After what seemed like an age (about an hour and 45 minutes) we poked out of West Wall traverse and headed to the peak of Scafell. All of us were laughing. There was an amazing atmosphere to our band of adventurers and I’d already decided that continuing would just make me unsafe through lack of sleep.
“Guys, there was a point up here that I held on to the rock and started to go to sleep! Carrying on would make me a liability for my support team and I don’t want them to be responsible for someone who hadn’t slept for 36+ hours”
The trip down to Wasdale was great, we trundled out way along to the scree descent, chatting constantly about the amazing team work and the incredible adventure of the last few hours. Then it was time for the scree! I’d been looking forward to this section since leg 1.
We launched down, laughing and whooping all the way, heckling the two that opted for the grass to the side and ambled our way to the main path that led to the carpark. I stopped and washed my sandals of the mud the screes had dumped on them.
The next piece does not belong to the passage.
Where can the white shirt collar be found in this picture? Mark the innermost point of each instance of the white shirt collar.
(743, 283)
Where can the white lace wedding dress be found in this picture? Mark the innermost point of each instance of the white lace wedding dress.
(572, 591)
Once they were back on, it was time to run. So I did. The technical parts of the path were just amazing and I just relaxed into the run, we continued chatting and the word of wisdom were spoken by Ode…
“If you did carry on Ode, it would be like a slap in the face of what we just did. It would be pain rude to carry on after Leg 3”
We all laughed and agreed, and I sprinted to the support guys…
“That was fucking EPIC! Leg 3 is fucking amazing!”
I vaulted the small fence and then stood upright..
“You guys are bloody amazing… Let go to the pub. I’m buying you all dinner”
Turns out they were more shocked by this than happy. They were expecting a zombie and some near death support crew but they to some overly excited runners who had had the most incredible day o the fells in their entire lives!
We chatted and described what we had done as best we could, but how can you put into words the immense sense of camaraderie, the sense of being scared but full yin control and the sense that everyone was working together and taking care of everyone else on the leg?
I’m hoping the pictures explain the adventure better than my clumsily strung together words.
I have to say a massive thanks for the support of all the runners and the road crew and the people on social media. I know I didn’t finish the round but I’m in no way ashamed of this. I actually feel like I achieved more in the latter leg I completed that I would in a successful round. There was an intense sense that we belonged out on the fell. That no matter what was thrown at us we would work our way around it, not fighting the fell or trying to beat the terrain into submission, but making the most of what was to hand to make the safest and best progress we could. I am now left with a desire to go back, I seem to recall moments with pride, love and joy. It’s an odd thing to fall in love with mountains, but it’s inevitable if you spend enough time on them.